I can only find λ, λ=v/f=200/500=.4m

I don't know how to finish the rest of the problem

 

[Ambitwistor]

That's like the previous problem. The nodes are the places where the transverse displacement of the string is zero, so they occur every half-wavelength.

 

[timtng]

So the answer should be λ/2?

 

[Ambitwistor]

Originally posted by timtng
So the answer should be λ/2?

Yes, that's what "half-wavelength" means.

 

[timtng]

shouldn't the answer be: L-λ/2

 

[Ambitwistor]

Originally posted by timtng
shouldn't the answer be: L-λ/2

No, why?

 

[timtng]

I figured since they ask how far apart are the nodes, L has to be a contributing factor.

 

[Ambitwistor]

Originally posted by timtng
I figured since they ask how far apart are the nodes, L has to be a contributing factor.

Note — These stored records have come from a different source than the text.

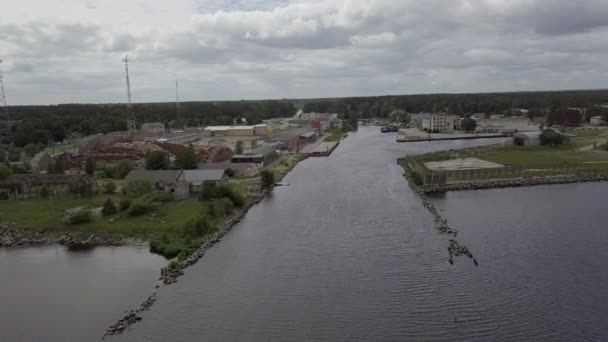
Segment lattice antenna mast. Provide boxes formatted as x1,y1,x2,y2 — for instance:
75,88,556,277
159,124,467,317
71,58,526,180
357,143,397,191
0,59,13,145
123,55,137,137
175,80,180,114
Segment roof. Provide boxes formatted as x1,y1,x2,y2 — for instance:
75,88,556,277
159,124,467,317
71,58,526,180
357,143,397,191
270,127,310,141
514,131,542,139
4,174,88,186
300,132,317,138
199,162,258,171
179,169,226,185
125,170,181,182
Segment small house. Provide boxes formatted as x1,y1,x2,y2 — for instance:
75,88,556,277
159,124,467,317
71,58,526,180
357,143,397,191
125,170,189,198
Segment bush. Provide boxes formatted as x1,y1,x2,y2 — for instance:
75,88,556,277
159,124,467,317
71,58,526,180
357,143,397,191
260,170,274,188
538,129,566,145
199,183,245,208
118,199,131,211
101,198,117,216
40,186,51,198
127,201,155,217
103,182,116,194
65,209,93,224
124,179,152,197
138,191,174,203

L will be some integer multiple of λ/2, but if you already know λ, it doesn't matter what L is. L just dictates how many nodes there are.

 

[HallsofIvy]

I figured since they ask how far apart are the nodes, L has to be a contributing factor.

Did you notice that there was no "L" given in the problem?

We were given, instead, the frequency.

If you were given the wavespeed (determined by the mass and tension of the string) and length, then you could find the frequency. Here, that's not necessary.